Bison Talks A Mixed Bag In Billings
Not everyone wanting to speak their opinion made it to the bison discussions at the Big Horn Resort in Billings this week, but dozens did. The meeting was convened by the Montana Fish, Wildlife & Parks (FWP) Monday and Tuesday.
Valley County Commissioner Dave Pippin attended on Monday with others from the Hi-Line and said that around 150 people attended, along with media representatives. Pippin explained that a lot of discussion focused on free roaming versus contained bison and the difference between grass fed beef and bison.
Pippin said about 30 commenters spoke about the bison, with around 60 percent against and 40 percent for free-roaming bison. He also said that many of those pro-bison speakers were from environmentalist groups who thought adding free-roaming bison would be a step in the right direction.
The agenda included about an hour of discussion on what would take place during the meeting, and provided two hours of discussion for the public to provide input on alternatives.
Pippin spoke up about Charles M. Russell (CMR) land containing 84,000 cattle in 1984, a total which dropped drastically to only 18,000 cattle by 2010. He said added bison to that land would end up taking more cattle from the land, which could affect the local economy and cause some serious cuts to tax revenues. People at the meeting were discussing placing as much as 1,200 bison in the area, which might not support the bison.
Pippin also said the discussion of genetically pure bison, free roaming and intermingling with cattle, would not help with efforts to keep the breed pure – so the group needed to focus more on what was acceptable to keep the bison pure.
He said he was also surprised that he didn't hear or see any tribal representatives on the board.

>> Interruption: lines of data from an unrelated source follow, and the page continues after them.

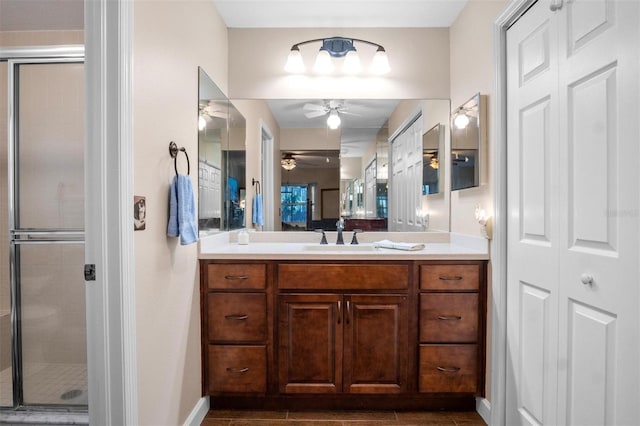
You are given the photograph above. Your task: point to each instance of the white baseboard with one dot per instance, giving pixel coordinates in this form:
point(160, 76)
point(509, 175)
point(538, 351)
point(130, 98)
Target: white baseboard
point(483, 407)
point(198, 413)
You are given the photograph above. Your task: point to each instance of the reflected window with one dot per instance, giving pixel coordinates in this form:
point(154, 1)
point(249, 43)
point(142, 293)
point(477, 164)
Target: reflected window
point(295, 211)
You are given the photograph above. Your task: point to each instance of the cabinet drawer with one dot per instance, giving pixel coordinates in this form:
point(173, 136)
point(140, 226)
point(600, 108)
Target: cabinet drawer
point(449, 317)
point(449, 277)
point(237, 369)
point(237, 316)
point(236, 276)
point(448, 368)
point(343, 277)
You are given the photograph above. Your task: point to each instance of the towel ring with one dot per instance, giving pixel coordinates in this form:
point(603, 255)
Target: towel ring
point(173, 152)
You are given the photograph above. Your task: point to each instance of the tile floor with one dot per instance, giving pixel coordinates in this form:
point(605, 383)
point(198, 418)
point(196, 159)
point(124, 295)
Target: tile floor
point(64, 384)
point(340, 418)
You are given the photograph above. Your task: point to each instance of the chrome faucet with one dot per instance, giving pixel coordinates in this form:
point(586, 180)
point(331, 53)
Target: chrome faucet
point(340, 228)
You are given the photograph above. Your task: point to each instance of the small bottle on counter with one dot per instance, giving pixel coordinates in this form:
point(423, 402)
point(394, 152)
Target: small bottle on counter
point(243, 237)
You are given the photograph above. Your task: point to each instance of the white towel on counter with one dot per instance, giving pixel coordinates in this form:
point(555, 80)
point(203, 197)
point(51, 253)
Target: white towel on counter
point(399, 246)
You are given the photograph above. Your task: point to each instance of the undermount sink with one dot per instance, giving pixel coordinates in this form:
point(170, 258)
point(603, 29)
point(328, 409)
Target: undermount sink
point(336, 247)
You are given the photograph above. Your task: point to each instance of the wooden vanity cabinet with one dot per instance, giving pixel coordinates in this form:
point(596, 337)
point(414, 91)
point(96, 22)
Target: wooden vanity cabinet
point(343, 334)
point(452, 323)
point(343, 343)
point(235, 328)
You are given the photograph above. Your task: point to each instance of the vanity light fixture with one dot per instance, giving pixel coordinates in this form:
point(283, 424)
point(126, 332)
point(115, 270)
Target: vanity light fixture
point(461, 119)
point(338, 47)
point(288, 162)
point(333, 121)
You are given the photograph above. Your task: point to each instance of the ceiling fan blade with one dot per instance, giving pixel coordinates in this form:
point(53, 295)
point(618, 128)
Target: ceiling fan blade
point(314, 107)
point(314, 114)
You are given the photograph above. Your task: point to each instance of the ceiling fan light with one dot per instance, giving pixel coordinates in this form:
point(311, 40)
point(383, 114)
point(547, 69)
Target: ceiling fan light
point(461, 120)
point(323, 64)
point(333, 121)
point(352, 63)
point(380, 63)
point(294, 64)
point(288, 162)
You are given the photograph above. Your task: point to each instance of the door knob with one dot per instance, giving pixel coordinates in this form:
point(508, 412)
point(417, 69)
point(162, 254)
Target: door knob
point(586, 279)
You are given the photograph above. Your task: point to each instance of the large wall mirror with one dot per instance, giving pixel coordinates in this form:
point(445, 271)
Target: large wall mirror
point(344, 172)
point(221, 160)
point(466, 140)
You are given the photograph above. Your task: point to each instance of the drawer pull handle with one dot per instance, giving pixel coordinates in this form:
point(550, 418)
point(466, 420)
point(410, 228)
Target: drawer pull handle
point(446, 278)
point(237, 370)
point(236, 277)
point(449, 369)
point(236, 317)
point(449, 318)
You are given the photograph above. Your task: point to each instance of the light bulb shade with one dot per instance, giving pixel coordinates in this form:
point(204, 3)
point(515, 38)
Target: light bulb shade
point(461, 121)
point(352, 63)
point(294, 64)
point(380, 63)
point(323, 63)
point(288, 163)
point(333, 121)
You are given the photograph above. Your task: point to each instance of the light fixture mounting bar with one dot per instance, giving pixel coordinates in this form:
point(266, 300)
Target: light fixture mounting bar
point(337, 46)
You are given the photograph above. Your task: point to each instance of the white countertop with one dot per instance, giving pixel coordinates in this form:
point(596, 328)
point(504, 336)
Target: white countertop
point(305, 246)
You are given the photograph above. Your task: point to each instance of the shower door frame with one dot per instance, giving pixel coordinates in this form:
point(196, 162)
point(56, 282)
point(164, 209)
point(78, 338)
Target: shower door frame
point(14, 58)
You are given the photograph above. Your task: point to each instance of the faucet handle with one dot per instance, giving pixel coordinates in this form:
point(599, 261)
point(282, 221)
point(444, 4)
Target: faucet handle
point(354, 240)
point(324, 236)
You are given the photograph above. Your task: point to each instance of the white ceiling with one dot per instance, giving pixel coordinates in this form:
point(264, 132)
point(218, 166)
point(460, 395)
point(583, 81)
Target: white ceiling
point(339, 13)
point(40, 15)
point(28, 15)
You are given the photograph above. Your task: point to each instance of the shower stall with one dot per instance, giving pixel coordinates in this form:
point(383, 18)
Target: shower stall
point(43, 352)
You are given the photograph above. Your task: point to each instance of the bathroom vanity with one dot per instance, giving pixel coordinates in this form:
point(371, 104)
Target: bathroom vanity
point(287, 326)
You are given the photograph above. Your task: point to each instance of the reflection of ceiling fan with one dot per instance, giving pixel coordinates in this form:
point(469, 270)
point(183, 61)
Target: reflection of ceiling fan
point(332, 107)
point(208, 111)
point(310, 159)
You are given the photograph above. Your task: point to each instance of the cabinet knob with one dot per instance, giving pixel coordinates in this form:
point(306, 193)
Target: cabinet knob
point(449, 318)
point(586, 279)
point(237, 317)
point(556, 5)
point(448, 369)
point(236, 277)
point(237, 370)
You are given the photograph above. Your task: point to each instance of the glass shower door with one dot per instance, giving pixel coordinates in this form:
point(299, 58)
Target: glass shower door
point(46, 223)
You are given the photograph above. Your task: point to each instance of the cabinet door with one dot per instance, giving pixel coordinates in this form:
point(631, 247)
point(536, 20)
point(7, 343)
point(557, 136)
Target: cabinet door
point(310, 349)
point(376, 345)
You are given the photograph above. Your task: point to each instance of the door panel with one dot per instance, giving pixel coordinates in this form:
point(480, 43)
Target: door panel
point(310, 342)
point(573, 227)
point(376, 345)
point(598, 382)
point(54, 356)
point(532, 293)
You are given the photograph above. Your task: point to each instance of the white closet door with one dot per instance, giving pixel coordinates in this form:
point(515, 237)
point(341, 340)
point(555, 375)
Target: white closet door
point(533, 234)
point(573, 227)
point(406, 179)
point(599, 357)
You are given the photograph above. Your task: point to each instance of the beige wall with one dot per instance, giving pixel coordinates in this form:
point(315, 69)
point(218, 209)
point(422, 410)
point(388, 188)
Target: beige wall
point(419, 59)
point(171, 39)
point(472, 71)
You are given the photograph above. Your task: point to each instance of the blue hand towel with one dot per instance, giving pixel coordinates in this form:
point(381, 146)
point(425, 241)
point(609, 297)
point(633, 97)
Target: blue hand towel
point(182, 211)
point(257, 210)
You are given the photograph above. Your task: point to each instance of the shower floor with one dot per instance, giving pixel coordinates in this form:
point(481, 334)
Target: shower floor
point(44, 384)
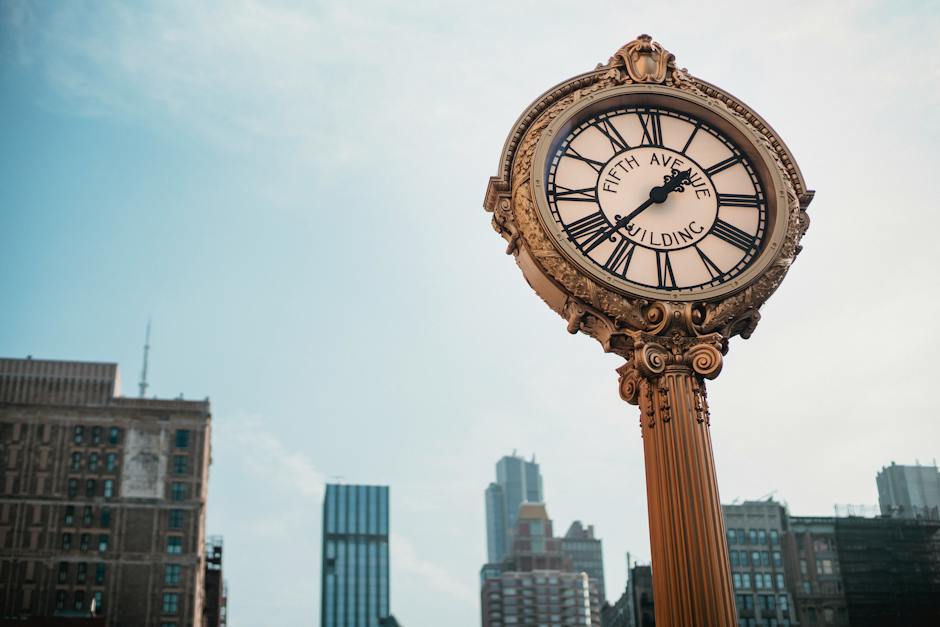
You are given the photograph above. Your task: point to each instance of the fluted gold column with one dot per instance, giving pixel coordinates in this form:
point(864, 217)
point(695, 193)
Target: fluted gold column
point(691, 570)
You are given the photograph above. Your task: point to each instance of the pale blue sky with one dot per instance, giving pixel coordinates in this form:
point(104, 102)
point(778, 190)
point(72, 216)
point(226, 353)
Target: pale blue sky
point(293, 191)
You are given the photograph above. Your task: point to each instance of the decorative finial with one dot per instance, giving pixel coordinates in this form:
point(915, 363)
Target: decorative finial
point(645, 60)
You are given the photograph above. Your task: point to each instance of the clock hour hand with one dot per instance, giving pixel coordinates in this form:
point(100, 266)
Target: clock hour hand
point(659, 194)
point(671, 183)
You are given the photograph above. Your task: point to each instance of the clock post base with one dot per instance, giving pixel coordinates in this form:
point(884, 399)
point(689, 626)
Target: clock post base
point(691, 569)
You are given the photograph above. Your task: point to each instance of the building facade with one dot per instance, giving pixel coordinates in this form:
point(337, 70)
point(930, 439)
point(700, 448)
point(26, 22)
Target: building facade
point(909, 491)
point(355, 561)
point(755, 547)
point(814, 573)
point(517, 481)
point(535, 584)
point(102, 498)
point(586, 554)
point(215, 607)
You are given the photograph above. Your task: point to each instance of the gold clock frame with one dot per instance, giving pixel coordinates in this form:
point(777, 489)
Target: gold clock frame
point(671, 344)
point(699, 108)
point(593, 304)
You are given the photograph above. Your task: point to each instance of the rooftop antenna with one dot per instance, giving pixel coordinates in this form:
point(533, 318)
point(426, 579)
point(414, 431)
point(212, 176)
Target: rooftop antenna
point(143, 372)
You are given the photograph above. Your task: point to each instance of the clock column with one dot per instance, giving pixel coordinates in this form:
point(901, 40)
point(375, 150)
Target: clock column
point(665, 375)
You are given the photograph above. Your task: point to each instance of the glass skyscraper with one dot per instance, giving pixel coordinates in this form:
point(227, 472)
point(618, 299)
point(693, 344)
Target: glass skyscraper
point(517, 482)
point(354, 574)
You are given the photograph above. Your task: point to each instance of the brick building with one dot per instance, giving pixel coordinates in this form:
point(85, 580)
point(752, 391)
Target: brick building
point(536, 584)
point(215, 606)
point(102, 498)
point(586, 554)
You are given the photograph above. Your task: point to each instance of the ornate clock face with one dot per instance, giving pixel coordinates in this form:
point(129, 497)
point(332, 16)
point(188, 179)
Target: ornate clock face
point(655, 199)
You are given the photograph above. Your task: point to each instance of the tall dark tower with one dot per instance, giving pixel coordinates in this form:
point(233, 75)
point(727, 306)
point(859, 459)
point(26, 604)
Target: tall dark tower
point(354, 573)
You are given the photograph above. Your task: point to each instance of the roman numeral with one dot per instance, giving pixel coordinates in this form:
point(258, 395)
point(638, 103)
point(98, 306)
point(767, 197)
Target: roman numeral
point(738, 200)
point(721, 166)
point(591, 229)
point(733, 235)
point(688, 142)
point(664, 274)
point(588, 194)
point(713, 270)
point(574, 154)
point(652, 129)
point(619, 260)
point(617, 142)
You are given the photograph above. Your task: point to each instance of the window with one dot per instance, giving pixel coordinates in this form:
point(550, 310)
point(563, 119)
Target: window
point(173, 574)
point(179, 464)
point(170, 602)
point(174, 545)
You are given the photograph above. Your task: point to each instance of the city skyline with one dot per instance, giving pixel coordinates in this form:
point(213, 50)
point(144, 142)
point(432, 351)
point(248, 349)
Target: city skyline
point(273, 182)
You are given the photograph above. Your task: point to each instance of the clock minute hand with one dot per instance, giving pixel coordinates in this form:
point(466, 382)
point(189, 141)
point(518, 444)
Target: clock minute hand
point(658, 195)
point(619, 224)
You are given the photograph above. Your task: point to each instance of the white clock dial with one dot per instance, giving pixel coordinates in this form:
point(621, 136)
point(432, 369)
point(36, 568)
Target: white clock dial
point(656, 198)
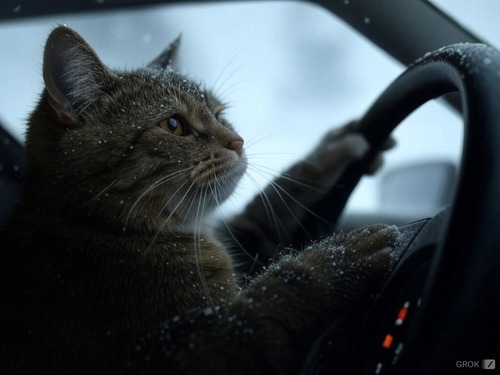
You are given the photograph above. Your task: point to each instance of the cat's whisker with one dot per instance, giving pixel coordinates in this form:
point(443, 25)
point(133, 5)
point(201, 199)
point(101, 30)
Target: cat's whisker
point(264, 169)
point(166, 221)
point(154, 186)
point(267, 203)
point(103, 191)
point(281, 192)
point(229, 230)
point(197, 244)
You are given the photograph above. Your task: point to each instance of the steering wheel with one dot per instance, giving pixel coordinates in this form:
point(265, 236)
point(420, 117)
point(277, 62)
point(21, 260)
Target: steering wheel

While the tribes were present at the meeting, there didn't appear to be any on the board.
The meeting agenda listed the following for discussion:
• There should not be free roaming bison, with no containment.
• There should be a clear process for adjusting any plan, and the plan should be broadly accepted by affected stakeholders.
• The plan needs to be in place to ensure objectives are monitored, achieved and where useful adapted.
• There needs to be a clear and lawful containment plan, with an explanation on how the containment protocols will be funded.
• Source populations need to be clearly identified and disease free with a monitoring protocol to ensure the health of the population.
• Potential co-mingling between wild and domestic bison must be addressed.
• Public hunting is recognized as a positive social goal and should be used as one of the primary management tools.
Several questions were raised by the panel as discussion continued, such as will managing bison as wildlife be a decision made by Montana citizens?
There also was talk of an Environmental Impact Statement (EIS) to be completed with the help of FWP. The plan to have a final EIS ready by spring was mentioned at the Tuesday meeting, according to the Billings Gazette.